Hacer periodismo es contar lo que pasa, y ahí sobran los calentones literarios, basta la herramienta del lenguaje. Mi santa se lo dejó claro hace poco a un médico o no sé a quién que refunfuñaba porque yo estaba dándole a la tecla y besuqueándome con la asfixia: el día que mi marido no escriba, es que está muerto. La que estaba muerta era una mujer, sola en la cocina de su casa, después de múltiples llamadas de su marido a quien ella puso a salvo. Yo quería saber el listado de esas llamadas y las del centro de salud y las del hospital también. Y luego contarlo. No había ninguna llamada con origen de estos dos. Yo tengo parte del puzzle encajado, pero perdí el apetito y ahí dejo el trabajo casi hecho por si algún periodista decide acabarlo.

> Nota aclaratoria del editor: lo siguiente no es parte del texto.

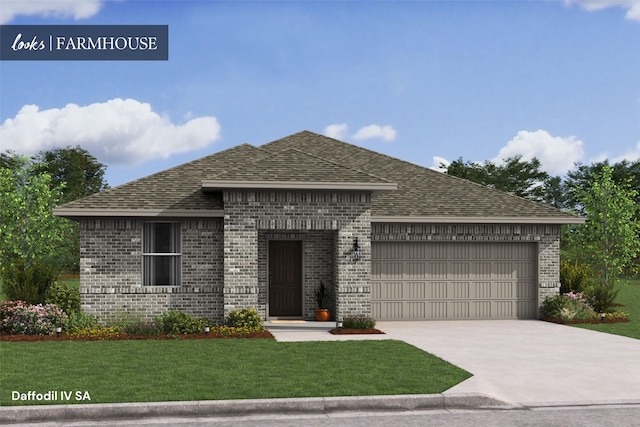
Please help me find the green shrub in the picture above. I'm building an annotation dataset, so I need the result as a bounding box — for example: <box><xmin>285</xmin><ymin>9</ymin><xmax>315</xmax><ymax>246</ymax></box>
<box><xmin>224</xmin><ymin>308</ymin><xmax>262</xmax><ymax>330</ymax></box>
<box><xmin>560</xmin><ymin>261</ymin><xmax>593</xmax><ymax>294</ymax></box>
<box><xmin>540</xmin><ymin>292</ymin><xmax>597</xmax><ymax>322</ymax></box>
<box><xmin>585</xmin><ymin>283</ymin><xmax>620</xmax><ymax>313</ymax></box>
<box><xmin>1</xmin><ymin>258</ymin><xmax>57</xmax><ymax>304</ymax></box>
<box><xmin>62</xmin><ymin>311</ymin><xmax>100</xmax><ymax>334</ymax></box>
<box><xmin>342</xmin><ymin>316</ymin><xmax>376</xmax><ymax>329</ymax></box>
<box><xmin>44</xmin><ymin>282</ymin><xmax>80</xmax><ymax>314</ymax></box>
<box><xmin>157</xmin><ymin>310</ymin><xmax>211</xmax><ymax>335</ymax></box>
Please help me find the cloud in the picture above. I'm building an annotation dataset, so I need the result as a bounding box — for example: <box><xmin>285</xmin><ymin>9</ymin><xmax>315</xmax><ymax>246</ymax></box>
<box><xmin>353</xmin><ymin>125</ymin><xmax>396</xmax><ymax>141</ymax></box>
<box><xmin>492</xmin><ymin>130</ymin><xmax>584</xmax><ymax>175</ymax></box>
<box><xmin>324</xmin><ymin>123</ymin><xmax>349</xmax><ymax>139</ymax></box>
<box><xmin>0</xmin><ymin>98</ymin><xmax>220</xmax><ymax>165</ymax></box>
<box><xmin>605</xmin><ymin>141</ymin><xmax>640</xmax><ymax>163</ymax></box>
<box><xmin>0</xmin><ymin>0</ymin><xmax>102</xmax><ymax>24</ymax></box>
<box><xmin>565</xmin><ymin>0</ymin><xmax>640</xmax><ymax>21</ymax></box>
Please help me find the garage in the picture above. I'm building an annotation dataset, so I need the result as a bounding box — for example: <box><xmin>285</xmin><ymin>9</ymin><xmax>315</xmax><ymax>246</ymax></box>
<box><xmin>371</xmin><ymin>242</ymin><xmax>538</xmax><ymax>320</ymax></box>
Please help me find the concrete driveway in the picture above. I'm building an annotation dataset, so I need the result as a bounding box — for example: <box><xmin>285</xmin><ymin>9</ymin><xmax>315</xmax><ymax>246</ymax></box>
<box><xmin>376</xmin><ymin>320</ymin><xmax>640</xmax><ymax>406</ymax></box>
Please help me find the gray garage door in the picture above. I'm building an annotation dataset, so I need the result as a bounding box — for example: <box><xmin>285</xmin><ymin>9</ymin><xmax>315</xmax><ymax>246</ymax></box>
<box><xmin>371</xmin><ymin>242</ymin><xmax>537</xmax><ymax>320</ymax></box>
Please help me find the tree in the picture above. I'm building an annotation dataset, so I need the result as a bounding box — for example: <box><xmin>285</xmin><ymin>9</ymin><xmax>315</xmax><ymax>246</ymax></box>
<box><xmin>569</xmin><ymin>165</ymin><xmax>640</xmax><ymax>287</ymax></box>
<box><xmin>564</xmin><ymin>160</ymin><xmax>640</xmax><ymax>219</ymax></box>
<box><xmin>0</xmin><ymin>156</ymin><xmax>66</xmax><ymax>266</ymax></box>
<box><xmin>33</xmin><ymin>146</ymin><xmax>109</xmax><ymax>203</ymax></box>
<box><xmin>446</xmin><ymin>155</ymin><xmax>549</xmax><ymax>201</ymax></box>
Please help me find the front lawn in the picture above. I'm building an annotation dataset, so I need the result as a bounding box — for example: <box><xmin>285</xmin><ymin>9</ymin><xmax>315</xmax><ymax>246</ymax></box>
<box><xmin>0</xmin><ymin>339</ymin><xmax>471</xmax><ymax>405</ymax></box>
<box><xmin>572</xmin><ymin>280</ymin><xmax>640</xmax><ymax>339</ymax></box>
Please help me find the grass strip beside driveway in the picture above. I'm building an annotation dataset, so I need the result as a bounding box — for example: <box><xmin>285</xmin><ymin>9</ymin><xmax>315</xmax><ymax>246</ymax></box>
<box><xmin>0</xmin><ymin>339</ymin><xmax>471</xmax><ymax>406</ymax></box>
<box><xmin>572</xmin><ymin>280</ymin><xmax>640</xmax><ymax>339</ymax></box>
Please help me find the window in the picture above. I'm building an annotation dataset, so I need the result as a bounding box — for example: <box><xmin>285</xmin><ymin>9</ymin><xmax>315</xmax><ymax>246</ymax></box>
<box><xmin>142</xmin><ymin>222</ymin><xmax>182</xmax><ymax>286</ymax></box>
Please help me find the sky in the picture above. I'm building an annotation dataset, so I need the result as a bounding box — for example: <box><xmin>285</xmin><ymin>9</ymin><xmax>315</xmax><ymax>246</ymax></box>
<box><xmin>0</xmin><ymin>0</ymin><xmax>640</xmax><ymax>187</ymax></box>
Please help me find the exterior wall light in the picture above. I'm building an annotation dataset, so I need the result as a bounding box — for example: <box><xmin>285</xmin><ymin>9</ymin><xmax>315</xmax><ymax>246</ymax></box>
<box><xmin>351</xmin><ymin>237</ymin><xmax>360</xmax><ymax>261</ymax></box>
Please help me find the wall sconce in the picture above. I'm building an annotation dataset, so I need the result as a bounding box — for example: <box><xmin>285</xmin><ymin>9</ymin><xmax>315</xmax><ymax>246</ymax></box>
<box><xmin>351</xmin><ymin>237</ymin><xmax>360</xmax><ymax>261</ymax></box>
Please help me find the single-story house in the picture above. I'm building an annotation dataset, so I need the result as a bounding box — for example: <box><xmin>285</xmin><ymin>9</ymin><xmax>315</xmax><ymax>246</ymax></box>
<box><xmin>54</xmin><ymin>131</ymin><xmax>583</xmax><ymax>322</ymax></box>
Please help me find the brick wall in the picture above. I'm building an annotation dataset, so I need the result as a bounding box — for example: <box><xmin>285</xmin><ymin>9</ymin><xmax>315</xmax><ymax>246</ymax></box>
<box><xmin>80</xmin><ymin>218</ymin><xmax>223</xmax><ymax>322</ymax></box>
<box><xmin>223</xmin><ymin>191</ymin><xmax>371</xmax><ymax>318</ymax></box>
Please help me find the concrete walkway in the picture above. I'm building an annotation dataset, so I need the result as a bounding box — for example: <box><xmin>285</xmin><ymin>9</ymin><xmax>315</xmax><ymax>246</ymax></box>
<box><xmin>271</xmin><ymin>320</ymin><xmax>640</xmax><ymax>406</ymax></box>
<box><xmin>377</xmin><ymin>320</ymin><xmax>640</xmax><ymax>406</ymax></box>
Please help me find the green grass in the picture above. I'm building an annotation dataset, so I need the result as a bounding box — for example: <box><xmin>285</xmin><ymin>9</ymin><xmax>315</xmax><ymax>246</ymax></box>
<box><xmin>0</xmin><ymin>339</ymin><xmax>471</xmax><ymax>405</ymax></box>
<box><xmin>573</xmin><ymin>280</ymin><xmax>640</xmax><ymax>339</ymax></box>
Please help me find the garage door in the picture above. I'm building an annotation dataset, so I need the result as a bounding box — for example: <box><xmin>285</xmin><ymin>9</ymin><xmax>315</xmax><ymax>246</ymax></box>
<box><xmin>371</xmin><ymin>242</ymin><xmax>537</xmax><ymax>320</ymax></box>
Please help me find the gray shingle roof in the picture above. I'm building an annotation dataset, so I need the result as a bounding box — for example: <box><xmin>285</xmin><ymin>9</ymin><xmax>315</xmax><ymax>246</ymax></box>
<box><xmin>208</xmin><ymin>148</ymin><xmax>389</xmax><ymax>183</ymax></box>
<box><xmin>56</xmin><ymin>131</ymin><xmax>576</xmax><ymax>223</ymax></box>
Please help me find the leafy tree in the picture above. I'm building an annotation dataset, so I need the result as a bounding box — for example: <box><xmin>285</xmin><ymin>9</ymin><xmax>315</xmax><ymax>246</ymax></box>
<box><xmin>33</xmin><ymin>146</ymin><xmax>109</xmax><ymax>203</ymax></box>
<box><xmin>0</xmin><ymin>156</ymin><xmax>65</xmax><ymax>265</ymax></box>
<box><xmin>564</xmin><ymin>160</ymin><xmax>640</xmax><ymax>219</ymax></box>
<box><xmin>568</xmin><ymin>165</ymin><xmax>640</xmax><ymax>287</ymax></box>
<box><xmin>446</xmin><ymin>155</ymin><xmax>549</xmax><ymax>201</ymax></box>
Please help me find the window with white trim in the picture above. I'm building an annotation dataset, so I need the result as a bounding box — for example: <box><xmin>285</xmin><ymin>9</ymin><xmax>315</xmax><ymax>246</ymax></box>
<box><xmin>142</xmin><ymin>222</ymin><xmax>182</xmax><ymax>286</ymax></box>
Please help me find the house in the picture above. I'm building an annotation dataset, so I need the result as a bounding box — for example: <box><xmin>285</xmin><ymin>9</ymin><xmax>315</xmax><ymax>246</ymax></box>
<box><xmin>54</xmin><ymin>131</ymin><xmax>583</xmax><ymax>321</ymax></box>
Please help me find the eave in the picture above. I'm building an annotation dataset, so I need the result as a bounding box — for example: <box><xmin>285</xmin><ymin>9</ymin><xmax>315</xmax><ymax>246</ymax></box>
<box><xmin>53</xmin><ymin>208</ymin><xmax>224</xmax><ymax>218</ymax></box>
<box><xmin>371</xmin><ymin>215</ymin><xmax>585</xmax><ymax>225</ymax></box>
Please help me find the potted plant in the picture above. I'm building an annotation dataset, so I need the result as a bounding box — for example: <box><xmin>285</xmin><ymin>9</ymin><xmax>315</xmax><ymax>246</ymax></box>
<box><xmin>316</xmin><ymin>282</ymin><xmax>330</xmax><ymax>322</ymax></box>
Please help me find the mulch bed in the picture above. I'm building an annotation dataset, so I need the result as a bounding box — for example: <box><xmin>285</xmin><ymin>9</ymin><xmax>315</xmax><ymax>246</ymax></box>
<box><xmin>0</xmin><ymin>331</ymin><xmax>273</xmax><ymax>342</ymax></box>
<box><xmin>542</xmin><ymin>317</ymin><xmax>629</xmax><ymax>325</ymax></box>
<box><xmin>329</xmin><ymin>328</ymin><xmax>384</xmax><ymax>335</ymax></box>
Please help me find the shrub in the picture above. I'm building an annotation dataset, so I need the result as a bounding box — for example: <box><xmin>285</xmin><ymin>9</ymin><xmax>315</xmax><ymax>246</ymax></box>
<box><xmin>69</xmin><ymin>326</ymin><xmax>122</xmax><ymax>340</ymax></box>
<box><xmin>342</xmin><ymin>316</ymin><xmax>376</xmax><ymax>329</ymax></box>
<box><xmin>224</xmin><ymin>308</ymin><xmax>262</xmax><ymax>331</ymax></box>
<box><xmin>560</xmin><ymin>261</ymin><xmax>593</xmax><ymax>294</ymax></box>
<box><xmin>157</xmin><ymin>310</ymin><xmax>211</xmax><ymax>335</ymax></box>
<box><xmin>585</xmin><ymin>283</ymin><xmax>620</xmax><ymax>313</ymax></box>
<box><xmin>1</xmin><ymin>258</ymin><xmax>57</xmax><ymax>304</ymax></box>
<box><xmin>540</xmin><ymin>293</ymin><xmax>596</xmax><ymax>321</ymax></box>
<box><xmin>62</xmin><ymin>311</ymin><xmax>100</xmax><ymax>334</ymax></box>
<box><xmin>0</xmin><ymin>301</ymin><xmax>67</xmax><ymax>335</ymax></box>
<box><xmin>45</xmin><ymin>282</ymin><xmax>80</xmax><ymax>314</ymax></box>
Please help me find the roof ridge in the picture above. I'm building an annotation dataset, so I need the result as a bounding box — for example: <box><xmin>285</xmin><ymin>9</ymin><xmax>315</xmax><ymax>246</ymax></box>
<box><xmin>57</xmin><ymin>143</ymin><xmax>265</xmax><ymax>208</ymax></box>
<box><xmin>278</xmin><ymin>130</ymin><xmax>573</xmax><ymax>216</ymax></box>
<box><xmin>263</xmin><ymin>147</ymin><xmax>393</xmax><ymax>183</ymax></box>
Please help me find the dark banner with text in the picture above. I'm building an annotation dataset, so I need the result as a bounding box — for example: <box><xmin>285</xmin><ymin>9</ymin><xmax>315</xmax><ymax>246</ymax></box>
<box><xmin>0</xmin><ymin>25</ymin><xmax>169</xmax><ymax>61</ymax></box>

A mí se me va el corazón a 1966. Y me pregunto qué fue de aquella muchacha la noche en que el convento ardió. Porque querría que fuese más que una parábola: el viento del pasado nunca vuelve aunque el paisaje no cambie. Y yo me fui con ese mismo viento.

Yo no puedo seguir el consejo de Enrique Santos cuando dice no pienses más, siéntate al lao. Valoro mucho la hora soleada de las noches. Pero sobre todo, el compromiso toscano de la paz y la conciencia. Aunque el trigo se ponga melancólico y a los dueños de las besanas infinitas crujan los dientes en mi Messenger.